The anterior testicular ducts of squamates transport sperm from the seminiferous tubules to the ductus deferens. These ducts consist of the rete testis, ductuli efferentes, and ductus epididymis. Many histological and a few ultrastructural studies of the squamate reproductive tract exist, but none concern the Hydrophiidae, the sea snakes and sea kraits. In this study, we describe the anterior testicular ducts of six species of hydrophiid snakes as well as representatives from the Elapidae, Homolapsidae, Leptotyphlopidae, and Uropeltidae. In addition, we examine the ultrastructure of these ducts in the yellow‐bellied Sea Snake, Pelamis platurus, only the third such study on snakes. The anterior testicular ducts are similar in histology in all species examined. The rete testis is simple squamous or cuboidal epithelium and transports sperm from the seminiferous tubules to the ductuli efferentes in the extratesticular epididymal sheath. The ductuli efferentes are branched, convoluted tubules composed of simple cuboidal, ciliated epithelium, and many species possess periodic acid‐Schiff+ granules in the cytoplasm. The ductus epididymis at the light microscopy level appears composed of pseudostratified columnar epithelium. At the ultrastructural level, the rete testis and ductuli efferentes of P. platurus possess numerous small coated vesicles and lack secretory vacuoles. Apocrine blebs in the ductuli efferentes, however, indicate secretory activity, possibly by a constitutive pathway. Ultrastructure reveals three types of cells in the ductus epididymis of P. platurus: columnar principal cells, squamous basal cells, and mitochondria‐rich apical cells. This is the first report of apical cells in a snake. In addition, occasional principal cells possess a single cilium, which has not been reported in reptiles previously but is known in some birds. Finally, the ductus epididymis of P. platurus differs from other snakes that have been studied in possession of apical, biphasic secretory vacuoles.
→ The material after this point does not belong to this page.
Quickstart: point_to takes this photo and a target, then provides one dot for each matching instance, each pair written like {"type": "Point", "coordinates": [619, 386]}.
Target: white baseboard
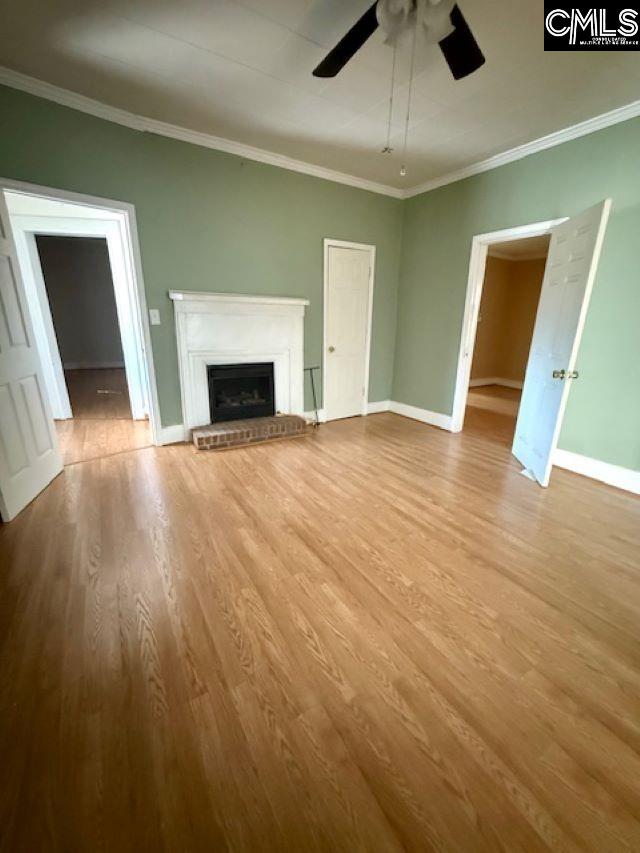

All of the proximal ducts are characterized by widening of adjacent plasma membranes into wide intercellular spaces, especially between the principal cells of the ductus epididymis. Our results contribute to a larger, collaborative study of the evolution of the squamate reproductive tract and to the potential for utilizing cellular characters in future phylogenetic inferences. J. Morphol. 2012. © 2011 Wiley Periodicals, Inc.